Свобода воли, если рассматривать ее в контексте жертвоприношения и кровопролития, приобретает иное значение:
Тебе, предположим, из очень-очень высоких нравственных идеалов, велят зарезать ребенка? Ты станешь выбирать: зарезать или не зарезать? И не покажутся ли тебе после этого сами эти идеалы слегка, мягко выражаясь, подмоченными кровью – не собственной, не нашей кровью пролетарьята, а чужой, невинных младенцев, которую, Ленка, чем дальше и внимательнее ты смотришь, тем все больше и больше различаешь на доблестном, уже упившемся, красном стяге» [Терц 1992, 2: 590].[219]
Свободы выбора не существует, когда речь идет о принесении в жертву других.
Единственная свобода, которая достижима – та, о которой поначалу напоминает описание Хмельницкого в конце его «выступления»: мучительная свобода изоляции, чувство изгоя, «очнувшегося вдруг в одиночестве» [Терц 1992, 2: 591]. Это отголоски тех упреков в предательстве, что связывают этот ранний период жизни с эмигрантским опытом Синявского. В глазах Советского государства он действовал как предатель, спасая Элен, а в глазах эмигрантов его верность России сочтена сомнительной; следовательно, он все еще остается «врагом народа» и «русофобом».
Однако ощущение изоляции, как он убедительно демонстрирует читателю, соотносимо с инаковостью не слабого и трусливого Хмельницкого, а Гамлета, похожего на Христа, пастернаковского русского Гамлета, пробужденного в «Голосе из хора». Синявский не скрывался в своей башне из слоновой кости, когда необходимо было сделать выбор в отношении Элен, он действовал. Но для него недостаточно было бы просто опровергнуть обвинения против себя действиями, какими бы важными они ни были. Его оправдание и освобождение заключались в искусстве, чистом искусстве как активном, этическом ответе на вызов его времени.
Башня из слоновой кости служит тому примером. Отвечая на упреки, он говорит о Лефортовской тюрьме: «Вот она – Башня. Слоновая кость» [Терц 1992, 2: 562]. Лефортово – не просто тюрьма, оно для Синявского часть его самого; именно здесь официальное и неофициальное сливается в революционной родословной его отца: «У меня отец еще сидел в Лефортове» [Терц 1992, 2: 398]. В его собственном пребывании среди товарищей-зеков была особая гордость, а его легендарный статус придавал ему ауру, вполне подходящую для совершения героических подвигов.

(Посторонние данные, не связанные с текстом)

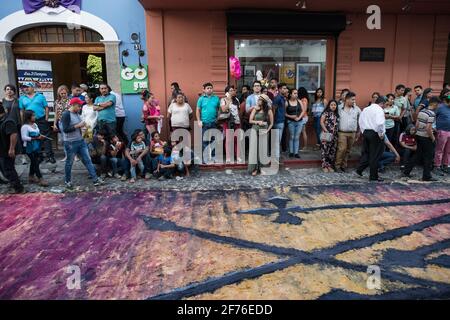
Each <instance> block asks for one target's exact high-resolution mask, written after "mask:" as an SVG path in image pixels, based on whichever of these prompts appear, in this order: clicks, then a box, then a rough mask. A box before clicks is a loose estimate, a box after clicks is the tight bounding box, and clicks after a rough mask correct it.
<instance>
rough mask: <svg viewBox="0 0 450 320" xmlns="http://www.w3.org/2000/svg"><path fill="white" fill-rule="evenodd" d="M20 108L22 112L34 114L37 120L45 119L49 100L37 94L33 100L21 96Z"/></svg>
mask: <svg viewBox="0 0 450 320" xmlns="http://www.w3.org/2000/svg"><path fill="white" fill-rule="evenodd" d="M19 108H20V109H21V110H27V111H28V110H30V111H33V112H34V115H35V116H36V120H39V119H41V118H44V117H45V109H46V108H48V103H47V100H46V99H45V97H44V95H43V94H41V93H36V94H35V95H34V97H33V98H31V99H30V98H29V97H28V96H21V97H20V99H19Z"/></svg>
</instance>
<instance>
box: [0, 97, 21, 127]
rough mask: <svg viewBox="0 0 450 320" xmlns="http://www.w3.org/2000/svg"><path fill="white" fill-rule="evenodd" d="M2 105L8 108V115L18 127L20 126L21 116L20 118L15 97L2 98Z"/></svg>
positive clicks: (17, 107) (17, 106) (18, 104)
mask: <svg viewBox="0 0 450 320" xmlns="http://www.w3.org/2000/svg"><path fill="white" fill-rule="evenodd" d="M2 103H3V106H4V107H5V109H8V117H9V118H11V119H12V120H14V121H15V122H16V124H17V126H18V127H20V123H21V118H20V109H19V101H17V99H14V100H11V101H10V100H6V99H3V100H2Z"/></svg>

Подвиг Синявского – в освобождении через алхимию языка. Разводя лефортовские стены «боковым зрением», он открывает дверь в параллельное измерение, где «нежилые железные леса» тюрьмы превращаются в сказочный замок, весь из света и воздуха. Трансформация достигается через воображение и постоянное наращивание, казалось бы, случайных ассоциаций, которые неявно переходят одна в другую. Начиная с вездесущего образа «паука»-Сталина и «тарантула»-Хмельницкого и заканчивая государством, ищущим и пожирающим беззащитных жертв, Синявский превращает паука в «вечного труженика», плетущего свою легкую паутину, и ее тонкие нити, подобно его метафорам и аналогиям, переплетаются на просторах печатного листа: «от мертвого паука к живым струнам арфы» [Терц 1992, 2: 564].